伊斯利爾沒有說話,跟着她踏着樓梯,終於來到了坨坨城的宴會廳。
……
長方形的宴會大廳,對着樓梯的一側,是一個高臺,上面放着三把高背椅,空無一人。
高臺的下面,大廳的兩側,是一字排開的長桌,上面堆滿了無數美酒佳餚。一個個彪形大漢正在胡喫海塞着,也有人相互討論着什麼,或者拉着倒酒的仕女耍着酒瘋。
伊斯利爾沒有出聲,只是平靜的看着眼前的一切,然後放下提起的一點點長裙,將兩手相疊放在身前的裙子上,邁着輕快的腳步向前走去。
兩邊的人仍然大聲的說笑着,好像沒有看到她一般。
左側的那個大漢,已經把倒水的侍女拉到了懷裏,正用臉上的鬍子蹭着她躲閃的臉。
“下馬威嗎?好像我也會呢。
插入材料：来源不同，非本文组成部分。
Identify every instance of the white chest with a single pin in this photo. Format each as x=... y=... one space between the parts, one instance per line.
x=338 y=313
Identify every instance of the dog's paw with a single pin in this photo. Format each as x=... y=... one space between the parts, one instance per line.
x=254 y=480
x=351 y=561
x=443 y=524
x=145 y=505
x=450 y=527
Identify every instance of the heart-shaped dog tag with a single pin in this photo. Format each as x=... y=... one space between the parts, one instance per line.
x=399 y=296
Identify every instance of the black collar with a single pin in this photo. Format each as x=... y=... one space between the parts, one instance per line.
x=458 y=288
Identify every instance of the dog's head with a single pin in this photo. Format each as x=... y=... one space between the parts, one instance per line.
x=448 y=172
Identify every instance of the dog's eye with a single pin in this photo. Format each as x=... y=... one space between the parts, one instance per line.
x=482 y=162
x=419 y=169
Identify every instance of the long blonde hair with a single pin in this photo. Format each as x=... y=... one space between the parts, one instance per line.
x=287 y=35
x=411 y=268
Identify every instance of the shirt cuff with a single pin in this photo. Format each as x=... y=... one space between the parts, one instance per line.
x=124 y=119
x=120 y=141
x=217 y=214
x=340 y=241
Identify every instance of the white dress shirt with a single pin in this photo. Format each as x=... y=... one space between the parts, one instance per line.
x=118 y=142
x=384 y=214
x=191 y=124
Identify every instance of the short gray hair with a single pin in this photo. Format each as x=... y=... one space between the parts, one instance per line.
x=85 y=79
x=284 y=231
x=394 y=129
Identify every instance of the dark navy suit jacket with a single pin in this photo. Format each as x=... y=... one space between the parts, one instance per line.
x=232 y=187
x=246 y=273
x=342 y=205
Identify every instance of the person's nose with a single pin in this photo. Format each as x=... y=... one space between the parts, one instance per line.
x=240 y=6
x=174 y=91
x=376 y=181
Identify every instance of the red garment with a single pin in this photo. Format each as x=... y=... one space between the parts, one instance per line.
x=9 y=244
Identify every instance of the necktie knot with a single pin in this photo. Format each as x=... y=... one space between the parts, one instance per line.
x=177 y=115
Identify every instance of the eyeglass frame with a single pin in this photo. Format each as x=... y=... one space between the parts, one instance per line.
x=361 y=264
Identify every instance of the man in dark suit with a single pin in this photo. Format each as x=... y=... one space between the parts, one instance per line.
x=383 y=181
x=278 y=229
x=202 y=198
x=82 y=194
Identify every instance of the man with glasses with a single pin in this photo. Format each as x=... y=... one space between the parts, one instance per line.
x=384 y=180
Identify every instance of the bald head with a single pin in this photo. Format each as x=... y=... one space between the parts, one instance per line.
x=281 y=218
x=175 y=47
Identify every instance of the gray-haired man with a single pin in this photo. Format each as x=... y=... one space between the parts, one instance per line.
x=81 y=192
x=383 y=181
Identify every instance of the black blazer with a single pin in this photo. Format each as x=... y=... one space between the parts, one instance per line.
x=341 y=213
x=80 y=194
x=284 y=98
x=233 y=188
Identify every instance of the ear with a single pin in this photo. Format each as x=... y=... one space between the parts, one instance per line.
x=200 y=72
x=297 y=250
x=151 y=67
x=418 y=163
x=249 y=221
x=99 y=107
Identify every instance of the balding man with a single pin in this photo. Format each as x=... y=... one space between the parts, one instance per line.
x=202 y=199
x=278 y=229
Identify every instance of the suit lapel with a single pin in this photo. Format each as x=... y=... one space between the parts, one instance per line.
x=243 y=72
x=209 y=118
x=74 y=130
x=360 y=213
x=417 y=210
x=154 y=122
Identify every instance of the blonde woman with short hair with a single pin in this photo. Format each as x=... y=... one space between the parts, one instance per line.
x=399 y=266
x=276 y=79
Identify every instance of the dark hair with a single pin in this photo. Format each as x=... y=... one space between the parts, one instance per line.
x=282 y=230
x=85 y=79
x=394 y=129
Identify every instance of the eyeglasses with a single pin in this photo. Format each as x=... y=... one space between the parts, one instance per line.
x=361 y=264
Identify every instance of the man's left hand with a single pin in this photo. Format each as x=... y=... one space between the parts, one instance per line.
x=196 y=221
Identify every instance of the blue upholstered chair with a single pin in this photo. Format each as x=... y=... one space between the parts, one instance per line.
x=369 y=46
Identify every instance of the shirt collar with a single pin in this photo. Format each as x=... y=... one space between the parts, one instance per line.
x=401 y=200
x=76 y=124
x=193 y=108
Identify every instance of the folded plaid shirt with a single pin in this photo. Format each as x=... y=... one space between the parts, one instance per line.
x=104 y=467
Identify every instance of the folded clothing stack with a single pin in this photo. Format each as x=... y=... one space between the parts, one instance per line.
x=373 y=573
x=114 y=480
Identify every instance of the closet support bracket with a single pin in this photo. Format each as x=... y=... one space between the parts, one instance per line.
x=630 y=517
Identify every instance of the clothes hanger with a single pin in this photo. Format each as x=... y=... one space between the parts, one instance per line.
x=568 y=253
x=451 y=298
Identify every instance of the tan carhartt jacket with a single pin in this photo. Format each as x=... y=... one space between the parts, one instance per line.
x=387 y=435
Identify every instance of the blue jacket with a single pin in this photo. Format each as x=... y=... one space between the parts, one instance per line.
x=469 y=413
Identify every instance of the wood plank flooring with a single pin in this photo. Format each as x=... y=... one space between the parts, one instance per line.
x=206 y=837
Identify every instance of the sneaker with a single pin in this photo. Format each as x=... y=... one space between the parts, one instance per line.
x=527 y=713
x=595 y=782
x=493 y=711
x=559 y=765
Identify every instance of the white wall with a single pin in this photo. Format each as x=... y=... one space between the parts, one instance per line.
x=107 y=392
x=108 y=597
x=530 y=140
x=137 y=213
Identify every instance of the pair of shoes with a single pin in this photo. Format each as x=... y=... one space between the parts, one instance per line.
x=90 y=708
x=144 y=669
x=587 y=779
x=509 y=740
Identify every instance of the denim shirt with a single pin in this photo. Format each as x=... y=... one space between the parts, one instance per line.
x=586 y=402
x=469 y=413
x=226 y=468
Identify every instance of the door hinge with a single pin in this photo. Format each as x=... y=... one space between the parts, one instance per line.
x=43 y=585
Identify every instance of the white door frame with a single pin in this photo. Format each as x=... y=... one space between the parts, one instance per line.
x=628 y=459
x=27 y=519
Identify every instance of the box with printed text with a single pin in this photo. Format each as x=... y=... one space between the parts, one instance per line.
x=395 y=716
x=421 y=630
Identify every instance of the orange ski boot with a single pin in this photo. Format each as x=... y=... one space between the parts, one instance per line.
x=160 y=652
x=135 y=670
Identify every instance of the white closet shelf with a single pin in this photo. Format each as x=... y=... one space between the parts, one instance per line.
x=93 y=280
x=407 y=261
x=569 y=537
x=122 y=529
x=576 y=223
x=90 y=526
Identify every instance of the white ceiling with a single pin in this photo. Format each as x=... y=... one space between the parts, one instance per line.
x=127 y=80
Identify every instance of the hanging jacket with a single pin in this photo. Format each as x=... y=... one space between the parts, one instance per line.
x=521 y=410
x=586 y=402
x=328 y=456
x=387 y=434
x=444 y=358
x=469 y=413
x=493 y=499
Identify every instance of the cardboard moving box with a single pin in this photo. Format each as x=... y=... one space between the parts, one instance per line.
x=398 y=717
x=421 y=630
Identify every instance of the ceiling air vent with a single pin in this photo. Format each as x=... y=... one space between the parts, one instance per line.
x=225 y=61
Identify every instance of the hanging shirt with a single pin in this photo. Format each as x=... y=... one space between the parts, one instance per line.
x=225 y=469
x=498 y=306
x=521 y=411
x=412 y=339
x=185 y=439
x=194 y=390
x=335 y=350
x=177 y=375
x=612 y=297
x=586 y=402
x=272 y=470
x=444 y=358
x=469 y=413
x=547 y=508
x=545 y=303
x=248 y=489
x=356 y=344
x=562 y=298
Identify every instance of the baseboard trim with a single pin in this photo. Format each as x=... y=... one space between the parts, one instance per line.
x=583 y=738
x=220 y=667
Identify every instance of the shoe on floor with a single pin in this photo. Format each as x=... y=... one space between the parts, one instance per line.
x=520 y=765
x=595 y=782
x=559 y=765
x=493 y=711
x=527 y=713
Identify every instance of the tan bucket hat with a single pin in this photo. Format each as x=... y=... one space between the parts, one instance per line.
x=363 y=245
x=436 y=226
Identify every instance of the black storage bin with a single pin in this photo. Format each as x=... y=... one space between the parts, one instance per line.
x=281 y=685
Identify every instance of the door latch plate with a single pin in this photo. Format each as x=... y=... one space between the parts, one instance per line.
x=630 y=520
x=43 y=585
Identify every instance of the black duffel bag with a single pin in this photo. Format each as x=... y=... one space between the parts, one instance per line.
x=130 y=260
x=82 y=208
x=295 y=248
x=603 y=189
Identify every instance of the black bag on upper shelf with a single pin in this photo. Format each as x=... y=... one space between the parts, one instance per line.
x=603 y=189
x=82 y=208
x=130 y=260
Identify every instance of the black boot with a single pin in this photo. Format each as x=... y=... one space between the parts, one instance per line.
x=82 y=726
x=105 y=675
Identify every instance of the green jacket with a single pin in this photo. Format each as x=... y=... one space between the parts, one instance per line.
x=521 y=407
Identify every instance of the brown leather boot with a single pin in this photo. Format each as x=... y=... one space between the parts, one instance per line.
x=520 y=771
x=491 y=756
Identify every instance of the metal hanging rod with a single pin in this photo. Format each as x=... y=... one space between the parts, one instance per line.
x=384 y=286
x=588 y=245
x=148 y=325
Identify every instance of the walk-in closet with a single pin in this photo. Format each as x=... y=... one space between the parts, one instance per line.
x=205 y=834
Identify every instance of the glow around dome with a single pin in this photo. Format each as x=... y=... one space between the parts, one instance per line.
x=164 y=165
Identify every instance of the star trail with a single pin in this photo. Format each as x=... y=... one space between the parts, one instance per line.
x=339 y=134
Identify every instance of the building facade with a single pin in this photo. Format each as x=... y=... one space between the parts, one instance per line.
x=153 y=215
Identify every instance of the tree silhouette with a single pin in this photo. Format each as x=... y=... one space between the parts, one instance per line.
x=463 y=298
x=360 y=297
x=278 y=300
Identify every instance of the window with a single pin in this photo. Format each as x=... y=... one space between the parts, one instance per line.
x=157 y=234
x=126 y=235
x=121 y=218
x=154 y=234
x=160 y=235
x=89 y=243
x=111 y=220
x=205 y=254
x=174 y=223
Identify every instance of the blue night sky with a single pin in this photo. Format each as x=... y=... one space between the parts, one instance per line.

”心裏一陣冷笑,伊斯利爾的腳尖一點地面,身形“唰”的一聲便飄了起來。
亂哄哄的宴會廳中,突然多了一朵盛開的紅玫瑰。
她帶着微笑,身體前傾,兩手慢慢的抬起,雙腿在空中一個互踢,騰空飛掠間旋轉着身體,直接衝向了那個大漢。
大漢沒有動身,只是將懷裏的女人一把推到了一邊,拿起身前桌上的酒,無視眼前飄飛而來的攻擊,大口的喝了一口酒。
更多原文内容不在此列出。